“Her limbs weren’t moving any more, now she was still, her head back, and just the breathing, like a sort of uneven snoring…We stayed up all day and night because you did not know. We moved chairs close, curled them in and slept, held her hand, and soon the tide came in. It started with a different sound in the snoring. Something ounder, more liquid. Then almost a gurgling. Her breaths became more strained, pulling both air and also these bubbles–what was that sound?…The breaths were pulling more and more. And the gurgling, the bubbles became more prominent in the breathing, she was pulling at a tub of water, then a lake, a sea, an ocean, pulling at it– The fluid kept coming in, the tide inside her rising, rising, her breaths shorter, like someone being filled as the water climbs and there is no longer anywhere to–
But there was intelligence in that breathing, and passion in that breathing, everything there, we could take that breathing and hold its hand, sit on its lap while watching TV, the breaths were quicker and shorter, quicker and shorter, then shallow, shallow, and that’s when I loved her as much as any other time, when I knew her as I thought I knew her…”

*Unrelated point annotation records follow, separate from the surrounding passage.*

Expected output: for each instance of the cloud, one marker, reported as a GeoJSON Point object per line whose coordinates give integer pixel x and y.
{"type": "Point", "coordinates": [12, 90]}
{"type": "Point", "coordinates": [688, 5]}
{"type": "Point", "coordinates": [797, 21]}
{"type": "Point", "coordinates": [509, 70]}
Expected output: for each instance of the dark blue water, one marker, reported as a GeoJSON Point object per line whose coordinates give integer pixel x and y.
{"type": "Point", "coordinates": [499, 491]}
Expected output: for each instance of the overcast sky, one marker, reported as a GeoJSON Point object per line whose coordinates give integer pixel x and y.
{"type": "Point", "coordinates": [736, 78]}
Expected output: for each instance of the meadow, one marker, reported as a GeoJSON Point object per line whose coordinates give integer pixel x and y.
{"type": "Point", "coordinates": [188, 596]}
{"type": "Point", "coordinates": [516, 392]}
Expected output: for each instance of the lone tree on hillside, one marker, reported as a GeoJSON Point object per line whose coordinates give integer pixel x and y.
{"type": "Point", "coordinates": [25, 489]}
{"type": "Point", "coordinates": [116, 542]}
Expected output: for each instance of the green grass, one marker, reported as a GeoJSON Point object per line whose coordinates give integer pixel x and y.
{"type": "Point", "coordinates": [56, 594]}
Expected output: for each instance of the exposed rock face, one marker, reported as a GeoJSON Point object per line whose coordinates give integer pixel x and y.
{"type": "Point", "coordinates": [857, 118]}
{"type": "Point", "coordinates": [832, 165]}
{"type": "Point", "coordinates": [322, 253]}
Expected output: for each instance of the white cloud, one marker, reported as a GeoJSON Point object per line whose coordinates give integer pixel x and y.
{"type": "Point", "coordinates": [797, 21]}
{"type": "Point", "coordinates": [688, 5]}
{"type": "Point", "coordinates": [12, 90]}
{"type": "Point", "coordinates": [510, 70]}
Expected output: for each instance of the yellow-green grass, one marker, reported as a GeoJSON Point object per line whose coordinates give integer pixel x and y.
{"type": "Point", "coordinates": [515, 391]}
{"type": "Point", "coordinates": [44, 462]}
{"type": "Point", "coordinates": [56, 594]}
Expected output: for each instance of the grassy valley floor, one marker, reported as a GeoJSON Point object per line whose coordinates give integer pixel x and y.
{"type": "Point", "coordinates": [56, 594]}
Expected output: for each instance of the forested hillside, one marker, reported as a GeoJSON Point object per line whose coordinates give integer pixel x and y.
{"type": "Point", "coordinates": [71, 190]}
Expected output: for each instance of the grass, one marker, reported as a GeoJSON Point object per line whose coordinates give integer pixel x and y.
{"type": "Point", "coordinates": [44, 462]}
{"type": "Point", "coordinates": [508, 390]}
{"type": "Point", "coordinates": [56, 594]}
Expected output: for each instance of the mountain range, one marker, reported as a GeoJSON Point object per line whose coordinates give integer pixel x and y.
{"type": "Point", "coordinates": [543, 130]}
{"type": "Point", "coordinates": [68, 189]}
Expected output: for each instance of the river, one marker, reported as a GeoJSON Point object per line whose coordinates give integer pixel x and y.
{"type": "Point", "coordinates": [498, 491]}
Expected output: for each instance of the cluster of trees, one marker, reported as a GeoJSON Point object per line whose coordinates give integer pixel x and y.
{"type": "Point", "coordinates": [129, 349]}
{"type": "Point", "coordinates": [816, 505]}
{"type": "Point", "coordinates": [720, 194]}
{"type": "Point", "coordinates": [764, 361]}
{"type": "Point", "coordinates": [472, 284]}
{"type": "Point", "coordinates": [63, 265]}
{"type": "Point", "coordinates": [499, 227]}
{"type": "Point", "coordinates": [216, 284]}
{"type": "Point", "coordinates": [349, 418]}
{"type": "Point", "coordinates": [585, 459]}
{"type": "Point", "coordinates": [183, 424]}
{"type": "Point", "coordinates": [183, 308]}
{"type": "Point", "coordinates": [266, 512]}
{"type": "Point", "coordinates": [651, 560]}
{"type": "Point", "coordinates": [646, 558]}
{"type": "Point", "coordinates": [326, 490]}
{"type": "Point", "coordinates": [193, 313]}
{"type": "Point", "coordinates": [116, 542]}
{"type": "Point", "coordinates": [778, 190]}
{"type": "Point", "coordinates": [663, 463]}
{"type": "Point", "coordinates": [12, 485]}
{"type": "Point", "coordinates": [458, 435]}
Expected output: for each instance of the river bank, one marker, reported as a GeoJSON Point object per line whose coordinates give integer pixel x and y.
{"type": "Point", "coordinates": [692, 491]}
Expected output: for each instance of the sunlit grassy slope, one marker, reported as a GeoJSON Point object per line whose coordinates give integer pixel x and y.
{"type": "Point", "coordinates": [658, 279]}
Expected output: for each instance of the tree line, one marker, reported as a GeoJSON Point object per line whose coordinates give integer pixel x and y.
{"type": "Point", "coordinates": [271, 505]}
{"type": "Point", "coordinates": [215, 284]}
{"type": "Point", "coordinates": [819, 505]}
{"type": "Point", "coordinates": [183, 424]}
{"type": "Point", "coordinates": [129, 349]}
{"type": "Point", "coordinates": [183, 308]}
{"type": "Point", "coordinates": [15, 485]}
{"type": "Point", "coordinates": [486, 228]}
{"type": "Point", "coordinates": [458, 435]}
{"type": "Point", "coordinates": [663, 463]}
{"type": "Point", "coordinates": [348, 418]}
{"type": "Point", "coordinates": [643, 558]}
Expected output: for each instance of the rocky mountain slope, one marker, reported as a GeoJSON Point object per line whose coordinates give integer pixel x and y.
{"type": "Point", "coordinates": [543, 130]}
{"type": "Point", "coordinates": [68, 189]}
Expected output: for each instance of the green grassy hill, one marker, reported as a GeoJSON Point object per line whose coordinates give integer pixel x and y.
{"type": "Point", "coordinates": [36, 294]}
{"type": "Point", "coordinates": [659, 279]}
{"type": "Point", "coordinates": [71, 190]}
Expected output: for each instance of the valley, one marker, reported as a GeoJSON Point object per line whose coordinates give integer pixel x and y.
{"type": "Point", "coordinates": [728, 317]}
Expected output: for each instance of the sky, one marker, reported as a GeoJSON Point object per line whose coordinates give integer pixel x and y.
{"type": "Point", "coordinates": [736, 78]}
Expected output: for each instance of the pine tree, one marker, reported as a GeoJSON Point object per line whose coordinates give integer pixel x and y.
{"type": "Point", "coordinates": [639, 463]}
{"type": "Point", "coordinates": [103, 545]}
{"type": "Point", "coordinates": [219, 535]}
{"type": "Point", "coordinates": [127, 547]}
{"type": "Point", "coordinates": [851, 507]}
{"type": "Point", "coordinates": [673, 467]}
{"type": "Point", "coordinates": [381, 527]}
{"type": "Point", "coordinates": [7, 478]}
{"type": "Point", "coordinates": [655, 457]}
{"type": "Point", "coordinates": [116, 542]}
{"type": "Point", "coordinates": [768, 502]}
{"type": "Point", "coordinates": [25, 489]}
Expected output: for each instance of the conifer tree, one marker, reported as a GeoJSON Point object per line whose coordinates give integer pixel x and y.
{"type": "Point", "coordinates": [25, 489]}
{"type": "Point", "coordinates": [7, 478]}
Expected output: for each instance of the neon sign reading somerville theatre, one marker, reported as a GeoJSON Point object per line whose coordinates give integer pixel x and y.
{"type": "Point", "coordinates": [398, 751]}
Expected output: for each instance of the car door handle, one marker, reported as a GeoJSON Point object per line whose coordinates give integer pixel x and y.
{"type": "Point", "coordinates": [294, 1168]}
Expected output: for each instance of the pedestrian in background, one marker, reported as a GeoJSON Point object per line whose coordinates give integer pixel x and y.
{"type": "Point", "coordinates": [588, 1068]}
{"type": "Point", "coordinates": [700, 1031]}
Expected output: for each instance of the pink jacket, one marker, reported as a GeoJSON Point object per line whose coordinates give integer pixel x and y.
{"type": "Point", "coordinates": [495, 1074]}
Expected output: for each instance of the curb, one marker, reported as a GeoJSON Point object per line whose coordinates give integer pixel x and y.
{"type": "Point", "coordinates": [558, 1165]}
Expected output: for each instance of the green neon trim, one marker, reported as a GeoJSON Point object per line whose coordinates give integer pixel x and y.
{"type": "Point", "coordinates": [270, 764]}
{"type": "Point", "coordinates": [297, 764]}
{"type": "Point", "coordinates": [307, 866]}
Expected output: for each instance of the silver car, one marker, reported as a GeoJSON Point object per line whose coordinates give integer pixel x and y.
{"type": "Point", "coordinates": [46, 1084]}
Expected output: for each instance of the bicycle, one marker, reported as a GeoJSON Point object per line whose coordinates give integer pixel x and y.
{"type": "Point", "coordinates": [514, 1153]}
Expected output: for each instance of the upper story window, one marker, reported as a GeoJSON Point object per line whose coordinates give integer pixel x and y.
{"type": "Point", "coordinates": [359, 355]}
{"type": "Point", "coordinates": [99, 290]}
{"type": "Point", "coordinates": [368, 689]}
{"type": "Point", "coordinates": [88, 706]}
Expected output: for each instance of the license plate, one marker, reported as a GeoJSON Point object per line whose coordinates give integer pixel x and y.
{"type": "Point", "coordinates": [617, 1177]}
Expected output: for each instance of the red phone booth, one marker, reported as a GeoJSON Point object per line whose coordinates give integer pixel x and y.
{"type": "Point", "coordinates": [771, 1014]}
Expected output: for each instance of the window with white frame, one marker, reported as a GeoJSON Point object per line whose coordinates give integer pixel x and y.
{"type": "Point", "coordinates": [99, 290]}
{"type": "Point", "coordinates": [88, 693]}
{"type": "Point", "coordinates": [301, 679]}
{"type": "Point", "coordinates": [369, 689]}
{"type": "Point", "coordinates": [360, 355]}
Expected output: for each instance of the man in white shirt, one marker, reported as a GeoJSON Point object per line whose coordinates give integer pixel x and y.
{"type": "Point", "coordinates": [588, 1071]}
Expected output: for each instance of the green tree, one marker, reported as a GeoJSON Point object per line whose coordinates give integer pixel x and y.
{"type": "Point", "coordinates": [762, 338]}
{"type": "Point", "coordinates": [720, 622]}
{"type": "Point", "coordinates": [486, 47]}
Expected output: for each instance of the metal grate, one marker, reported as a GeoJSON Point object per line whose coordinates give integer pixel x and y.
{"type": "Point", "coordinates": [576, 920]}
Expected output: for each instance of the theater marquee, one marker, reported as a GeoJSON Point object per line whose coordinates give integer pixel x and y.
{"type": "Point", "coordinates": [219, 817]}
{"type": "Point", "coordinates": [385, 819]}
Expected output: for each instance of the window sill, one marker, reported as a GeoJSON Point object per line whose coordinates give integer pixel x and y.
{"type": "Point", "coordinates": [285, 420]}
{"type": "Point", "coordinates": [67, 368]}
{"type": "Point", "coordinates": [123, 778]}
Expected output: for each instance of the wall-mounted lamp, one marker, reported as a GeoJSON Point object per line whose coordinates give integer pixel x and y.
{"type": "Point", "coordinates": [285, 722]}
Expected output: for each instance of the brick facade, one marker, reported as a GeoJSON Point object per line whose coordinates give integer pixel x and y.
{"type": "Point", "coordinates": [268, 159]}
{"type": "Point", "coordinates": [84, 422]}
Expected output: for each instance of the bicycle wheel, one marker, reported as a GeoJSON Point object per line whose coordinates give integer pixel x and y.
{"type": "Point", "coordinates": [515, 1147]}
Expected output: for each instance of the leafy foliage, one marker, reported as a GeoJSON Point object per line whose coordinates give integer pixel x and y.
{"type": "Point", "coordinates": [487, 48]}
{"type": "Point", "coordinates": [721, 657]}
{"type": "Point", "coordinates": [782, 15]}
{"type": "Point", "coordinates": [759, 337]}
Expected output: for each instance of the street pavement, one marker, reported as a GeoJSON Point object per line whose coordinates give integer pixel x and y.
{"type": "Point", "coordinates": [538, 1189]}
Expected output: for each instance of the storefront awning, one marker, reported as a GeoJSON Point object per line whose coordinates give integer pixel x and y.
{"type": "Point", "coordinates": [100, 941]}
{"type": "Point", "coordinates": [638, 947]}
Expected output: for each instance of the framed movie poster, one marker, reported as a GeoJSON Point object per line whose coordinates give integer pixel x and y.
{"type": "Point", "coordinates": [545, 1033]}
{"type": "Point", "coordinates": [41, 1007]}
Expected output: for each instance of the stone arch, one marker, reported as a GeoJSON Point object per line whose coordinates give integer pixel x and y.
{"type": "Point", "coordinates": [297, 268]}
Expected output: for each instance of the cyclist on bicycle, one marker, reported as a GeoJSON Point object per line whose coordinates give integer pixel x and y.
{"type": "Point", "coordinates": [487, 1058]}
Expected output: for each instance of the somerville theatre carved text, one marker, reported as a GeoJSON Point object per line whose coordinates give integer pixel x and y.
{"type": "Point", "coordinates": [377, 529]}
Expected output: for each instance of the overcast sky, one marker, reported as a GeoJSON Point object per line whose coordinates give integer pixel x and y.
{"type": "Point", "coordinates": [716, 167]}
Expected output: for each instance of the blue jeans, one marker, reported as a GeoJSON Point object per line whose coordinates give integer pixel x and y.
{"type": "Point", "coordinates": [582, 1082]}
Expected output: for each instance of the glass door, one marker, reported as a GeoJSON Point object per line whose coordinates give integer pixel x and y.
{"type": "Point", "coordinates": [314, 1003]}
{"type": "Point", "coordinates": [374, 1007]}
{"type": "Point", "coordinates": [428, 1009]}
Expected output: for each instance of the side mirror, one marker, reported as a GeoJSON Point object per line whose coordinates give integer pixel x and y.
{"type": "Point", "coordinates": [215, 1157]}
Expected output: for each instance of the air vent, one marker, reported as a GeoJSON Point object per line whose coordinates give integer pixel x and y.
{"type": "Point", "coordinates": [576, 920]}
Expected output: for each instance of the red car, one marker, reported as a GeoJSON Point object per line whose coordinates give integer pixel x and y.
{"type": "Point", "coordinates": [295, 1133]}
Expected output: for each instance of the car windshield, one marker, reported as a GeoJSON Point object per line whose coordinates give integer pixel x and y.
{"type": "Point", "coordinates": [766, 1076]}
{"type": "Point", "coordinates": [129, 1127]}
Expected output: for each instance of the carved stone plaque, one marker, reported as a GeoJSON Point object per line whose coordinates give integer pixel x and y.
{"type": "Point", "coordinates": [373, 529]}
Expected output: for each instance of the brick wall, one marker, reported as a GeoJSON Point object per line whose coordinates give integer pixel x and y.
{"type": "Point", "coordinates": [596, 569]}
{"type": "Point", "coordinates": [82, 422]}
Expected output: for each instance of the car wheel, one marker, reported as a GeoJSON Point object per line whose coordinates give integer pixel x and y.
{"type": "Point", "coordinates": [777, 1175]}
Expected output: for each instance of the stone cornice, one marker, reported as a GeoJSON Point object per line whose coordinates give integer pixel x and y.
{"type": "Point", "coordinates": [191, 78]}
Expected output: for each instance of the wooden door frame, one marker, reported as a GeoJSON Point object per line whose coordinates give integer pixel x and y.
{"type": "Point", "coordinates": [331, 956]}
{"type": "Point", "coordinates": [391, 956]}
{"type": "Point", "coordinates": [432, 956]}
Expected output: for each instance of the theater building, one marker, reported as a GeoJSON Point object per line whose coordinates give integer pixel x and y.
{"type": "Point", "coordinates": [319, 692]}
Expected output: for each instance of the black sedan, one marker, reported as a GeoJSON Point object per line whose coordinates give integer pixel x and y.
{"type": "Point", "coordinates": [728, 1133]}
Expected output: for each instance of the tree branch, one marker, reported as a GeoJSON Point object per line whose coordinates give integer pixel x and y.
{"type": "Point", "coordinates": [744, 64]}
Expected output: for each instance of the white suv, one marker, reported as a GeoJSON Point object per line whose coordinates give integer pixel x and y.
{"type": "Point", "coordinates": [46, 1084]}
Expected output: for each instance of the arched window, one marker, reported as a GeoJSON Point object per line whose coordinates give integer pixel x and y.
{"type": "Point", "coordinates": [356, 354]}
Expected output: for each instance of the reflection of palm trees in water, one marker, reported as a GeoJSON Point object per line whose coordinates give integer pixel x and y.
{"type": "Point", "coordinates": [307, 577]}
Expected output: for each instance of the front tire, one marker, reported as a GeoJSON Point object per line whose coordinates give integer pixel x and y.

– Dave Eggers, A Heartbreaking Work of Staggering Genius
My mom’s friend died of a heart attack last Friday. The night before, I watched her unload the contents of our car’s trunk. I was outside seeing Baki off and she came out to tell me that my mom needed a glass of water. And the next morning she didn’t wake up. It’s too simple to just say that we’re all sad, we’re all mourning, but the truth it that not all of us liked her that much and it was one of those rocky relationships where it was all hit or miss, where one moment was wonderful only to be knocked down by the shitstorm that would follow. She never shut up, if I came out of my room and she was there at the dining table, she would start talking to me, through me, or at me even if I was several yards away.
And she really liked Mikey. It offended me to a certain extent that she kept asking about him even after we broke up, even after I had already started seeing someone else.
What I realize now is that we were friends that way. She had a way of immersing you in her stories, even if they were almost all about people you didn’t know, but somewhere in that deluge, we learned a lot about each other. I guess it comes with the fact that she lived with us for the past 4 years. She celebrated birthdays and christmases with us. She knew when I was pissed because with her, I was more up front about my emotions than I ever was with my own mom.
She liked strawberries, and I always got her things with strawberries, just because. I gave her a watch with a ticking strawberry as the second hand and she would wear it even if she was already wearing a watch. She’d wear it next to another timepiece even if it had a bright green rubber strap and it would be there on her wrist next to her heavier, more “serious” looking watch. At the dining table she’d hold up her wrist and show them off, “This one here is my Technomarine blablabla it’s expensive, it’s made for pilots, blablabla, and this one over here was given by my neice.”
That’s all. I’ll miss buying her strawberry covered stuff. Heck, I’ll even miss hearing about her guns even if I didn’t understand any of it.